Hi, got a networking question (I think)!
Our project setup is as follows: there's a custom VPC with a Cloud NAT, Cloud Router and one exposed IPv4 address, acting as the one main public interaction point of all my Compute Engines and Cloud Run Jobs.
I'm running into an issue where outgoing requests, both in the VM and in the Cloud Run Jobs, start hanging. Specifically, the behavior I've noticed is that the hanging starts after 100-150 requests. After a minute, the hanging request resolves as a failed request, after which the process continues successfully for another 100-150 requests.
To me (admittedly a networking amateur), this seems like I'm hitting some kind of quota for requests per minute.
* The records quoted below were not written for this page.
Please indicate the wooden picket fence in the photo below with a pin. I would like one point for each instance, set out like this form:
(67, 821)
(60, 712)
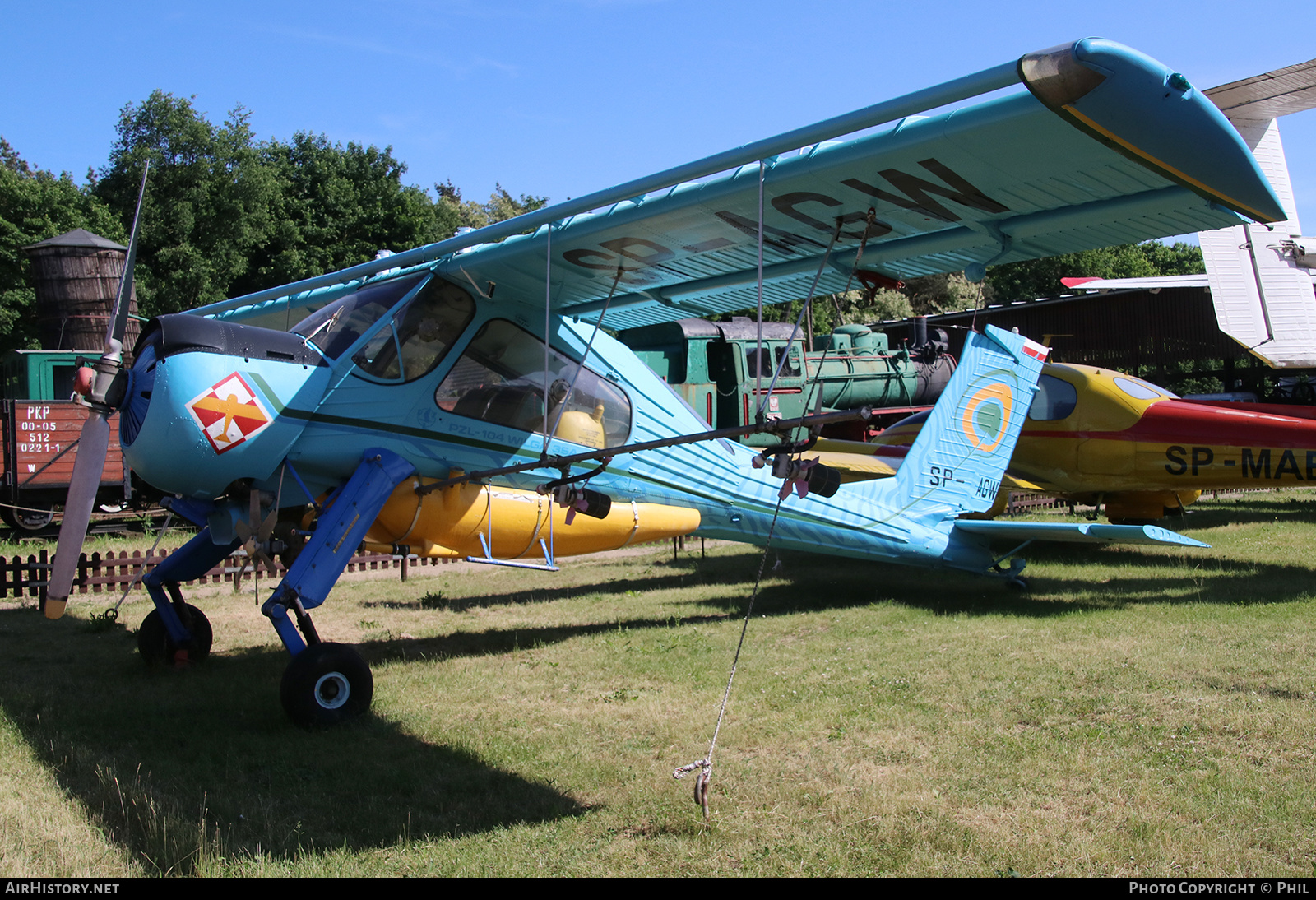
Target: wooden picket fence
(114, 573)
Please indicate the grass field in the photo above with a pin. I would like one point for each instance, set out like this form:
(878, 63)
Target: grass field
(1140, 712)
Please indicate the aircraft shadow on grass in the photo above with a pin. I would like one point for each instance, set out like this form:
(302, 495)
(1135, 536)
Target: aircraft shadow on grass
(146, 752)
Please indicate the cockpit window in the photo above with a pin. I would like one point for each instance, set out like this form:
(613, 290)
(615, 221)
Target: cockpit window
(1054, 401)
(1140, 390)
(336, 327)
(420, 333)
(500, 379)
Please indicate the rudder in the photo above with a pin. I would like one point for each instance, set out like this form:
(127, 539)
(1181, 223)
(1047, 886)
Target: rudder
(962, 450)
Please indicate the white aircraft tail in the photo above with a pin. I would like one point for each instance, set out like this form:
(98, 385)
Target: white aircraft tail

However, according to the Quota's page, I've not come close. I'm running an E2 standard VM, which the docs tell me should have 4Gbps egress bandwidth, which at a hundred <500byte JSON requests per minute, I think I'm not even close to hitting.
A seemingly identical same setup in GCP is working in another (paid) project (with higher egress demands, by far) without issue. I have done a curl spam test on an identical VM in that project, and there is no hanging. It just happily spams away requests forever, without hanging (well, much longer and consistently than in this one, at least). Locally, I don't experience this issue, either.
So, I'm puzzled. Could this be caused by being on the free tier still on this project, or something? Where or how can I find out what's causing this? Is this networking setup of routing everything through a VPC okay, or am I making errors?
Any insight or help on this would be greatly appreciated!